Dear FR CCOD,
this morning there are a lot of items on the dashboard:
- ROC_CERN: tickets expired for CA-ALBERTA-WESTGRID-T2, CERN-PROD and
CEFET-RJ, old alarm for CERN-PROD
- ROC_AP: tickets non solved by 30 days for VN-IOIT-KEYLAB, ticket
expired for BEIJING-LCG2
- ROC_NE: ticket expired for KTU-BG-GLITE
Let's see if in the next hours the ROD teams will handle properly that items.

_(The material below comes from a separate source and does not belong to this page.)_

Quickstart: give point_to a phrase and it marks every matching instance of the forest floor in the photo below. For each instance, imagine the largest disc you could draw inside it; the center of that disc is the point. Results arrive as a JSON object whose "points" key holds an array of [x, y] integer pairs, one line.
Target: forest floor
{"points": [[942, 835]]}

As past weeks,
an item of discussion at the operation meeting maybe the APEL problem affecting two AP
sites (TW-FTT and IN-DAE-VECC-02) since some months:
GGUS:52103, GGUS:51229.
ROC_AP involved the apel supporters to try solving the problems
Best Regards,
Alessandro Paolini
Response from ROC CERN:
ALBERTA: site BDII is failing, but the problem might be due to to the top level bdii
Last week a 2-month pilot started, focused on glexec and on argus. It is done in collaboration with the VOs, especially ATLAS, 5 sites are involved. No 'vacancies' but if a site is interested the e-mail to contact is in the wiki page above.
We started the staged roll out of several updates, on 3.1 and 3.2.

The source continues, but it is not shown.